EN: Vous vous êtes également beaucoup entraîné physiquement ?

JG: Pour rattraper Gérard Lanvin en ce qui concerne la masse musculaire, j’ai dû faire deux heures de musculation par jour ! Pour la scène finale, dont le tournage a duré près de neuf jours, je me suis complètement lâché ! Je suis allé à l’encontre des scènes de combat chorégraphiées, qui sont tellement omniprésentes dans le cinéma contemporain qu’elles en deviennent lassantes. J’ai voulu revenir aux sources : une bonne baffe, une clé anglaise et une pieuvre, quand je me jette sur Gérard Lanvin de travers. Y’a rien de tel ! C’est jouissif ! E

N:Depuis le premier volet de La vérité si je mens !, vous n’avez guère tourné que deux films dramatiques. C’est un choix délibéré ?

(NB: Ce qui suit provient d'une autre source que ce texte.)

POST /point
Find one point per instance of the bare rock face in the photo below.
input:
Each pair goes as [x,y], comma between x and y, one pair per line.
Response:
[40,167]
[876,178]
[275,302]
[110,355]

JG: J’aime autant le cinéma dit « intimiste » que le cinéma qualifié de « divertissement ». J’ai la chance de pouvoir alterner tous les styles, passer de la comédie au drame. Après Extension du domaine de la lutte de Philippe Harel, j’ai reçu autant de propositions de films comiques que de scénarios intimistes. En ce moment j’ai vraiment envie de revenir à des rôles plus intimes. Il s’agit davantage d’une quête personnelle, d’un souci de perfectionnement que d’une réel plan de carrière. J’essaie tout. Après, çà passe ou çà casse …

EN: Quels sont projets ? La vérité si je mens ! 3 ?

JG: Je vais bientôt tourner avec mon ami Philippe Harel, avec qui j’avais déjà travaillé sur « Extension du domaine de la lutte » d’après le livre de Michel Houellebecq., sur l’adaptation des Particules élémentaires. J’adore naviguer d’un registre à l’autre. Mais je suis surtout essentiellement déterminé par la qualité du projet et dus script. Pour le rôle de Bruno dans Extension du domaine de la lutte, j’ai intérêt à trouver un bon chirurgien esthétique, car mon personnage a en permanence la zigounette à l’air ! (rires) Moi qui suit plutôt d’un naturel pudique…

En ce qui concerne La vérité si je mens ! 3, cela risque de prendre encore beaucoup de temps. Le scénario devra être à nouveau parfait et apporter quelque chose de nouveau. Nous avons demandé aux scénaristes à ce que le film soit davantage centré sur les femmes, suite aux remarques des spectateurs sur le machisme inhérent au second opus. Mais le projet risque de traîner encore longtemps : vous ne devriez pas voir La vérité si je mens ! 3 sur vos écrans avant cinq ans minimum …

Et puis j’aimerais bien m’occuper de mes deux enfants, çà me fait mal aux tripes de ne pas pouvoir m’en occuper davantage. Je ne fais pas de l’élevage non plus …(rires)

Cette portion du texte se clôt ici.